Approximately a trillion microbial cells colonize the mammalian intestine; these are collectively termed gut microbiota. Gut microbiota play a critical role in many physiological and pathological processes, influencing host immunity and metabolism. Gut dysbiosis is related to not only intestinal but also extra-intestinal diseases, including nervous system, respiratory, cardiovascular system, and liver diseases.
The liver is the largest internal organ and gland in the human body, which receives blood both from the portal vein and hepatic artery. Therefore, the liver is exposed to gut microbes as well as their metabolites and products. Previous studies showed that live commensal bacteria can be sampled by intestinal dendritic cells (DC) and transferred to the liver through the lymphatic route or portal vein. In healthy mice, the liver can act as a second firewall in which Kupffer cells can capture and clean commensal bacteria from the systemic vasculature. The healthy liver can maintain sterility by removing not only live commensal bacteria but also microbial metabolites and products.

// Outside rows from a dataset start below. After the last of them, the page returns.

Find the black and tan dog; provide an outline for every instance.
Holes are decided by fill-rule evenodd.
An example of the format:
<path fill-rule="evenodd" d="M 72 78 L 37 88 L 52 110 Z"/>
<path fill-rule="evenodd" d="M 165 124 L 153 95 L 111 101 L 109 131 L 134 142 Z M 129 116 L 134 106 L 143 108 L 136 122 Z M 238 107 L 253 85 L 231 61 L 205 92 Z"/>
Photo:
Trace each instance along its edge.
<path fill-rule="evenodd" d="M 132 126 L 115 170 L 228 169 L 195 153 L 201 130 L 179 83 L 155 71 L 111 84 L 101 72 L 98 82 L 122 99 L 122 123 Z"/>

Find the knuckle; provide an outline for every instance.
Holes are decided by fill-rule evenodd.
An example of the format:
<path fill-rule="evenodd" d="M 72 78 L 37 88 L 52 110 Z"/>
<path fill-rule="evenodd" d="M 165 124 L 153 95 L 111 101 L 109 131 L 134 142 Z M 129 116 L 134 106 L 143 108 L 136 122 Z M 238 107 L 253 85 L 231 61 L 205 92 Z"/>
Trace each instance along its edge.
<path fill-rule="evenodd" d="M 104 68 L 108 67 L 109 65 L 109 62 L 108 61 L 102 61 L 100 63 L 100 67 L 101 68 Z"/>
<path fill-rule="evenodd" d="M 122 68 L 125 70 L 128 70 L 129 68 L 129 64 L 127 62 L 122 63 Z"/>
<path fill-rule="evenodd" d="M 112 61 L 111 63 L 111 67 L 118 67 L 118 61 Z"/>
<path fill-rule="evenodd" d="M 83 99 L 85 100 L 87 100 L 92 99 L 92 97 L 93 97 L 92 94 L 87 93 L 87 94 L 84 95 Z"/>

Gut microbiota dysbiosis is related to chronic liver diseases, including alcoholic liver disease, non-alcoholic fatty liver disease, autoimmune liver disease, chronic hepatitis B and C, liver cirrhosis, and hepatocellular carcinoma (HCC). In mice, gut microbiota depletion was found to impair the HBV-specific T cell response and prolong HBV infection. In patients with hepatitis B-related cirrhosis, the gut microbiota community and metabolism mediated by the gut microbiota was significantly changed when compared with healthy controls. Reconstitution of the gut microbiota using fecal microbiota transplantation (FMT) facilitated hepatitis B virus e-antigen (HBeAg) clearance in patients with HBeAg-positive chronic hepatitis B after long-term antiviral therapy. FMT is also a potent therapy strategy for hepatic encephalopathy.